TreeStore

A hierarchical, tree‑like container to organize compressed arrays with Blosc2.

Overview

TreeStore builds on top of DictStore by enforcing a strict hierarchical key structure and by providing helpers to navigate the hierarchy. Keys are POSIX‑like paths that must start with a leading slash (e.g. "/child0/child/leaf"). Data is stored only at leaf nodes; intermediate path segments are considered structural nodes and are created implicitly as you assign arrays to leaves.

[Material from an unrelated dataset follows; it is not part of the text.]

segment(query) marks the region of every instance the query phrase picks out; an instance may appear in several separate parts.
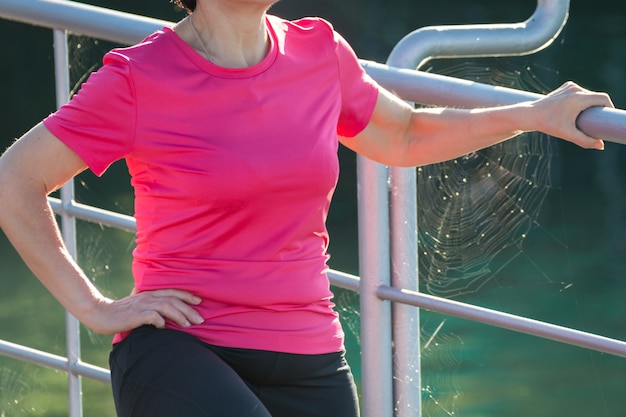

Like DictStore, TreeStore supports two on‑disk representations:

  • .b2d: a directory layout (B2DIR) where external arrays are regular .b2nd files and a small embedded store (embed.b2e) holds small/in‑memory arrays.

  • .b2z: a single zip file (B2ZIP) that mirrors the above directory structure. You can create it directly or convert from a .b2d layout.

Small arrays (below a size threshold) and in‑memory objects go to the embedded store, while larger arrays or explicitly external arrays are stored as separate .b2nd files. You can traverse your dataset hierarchically with walk(), query children/descendants, or focus on a subtree view with get_subtree().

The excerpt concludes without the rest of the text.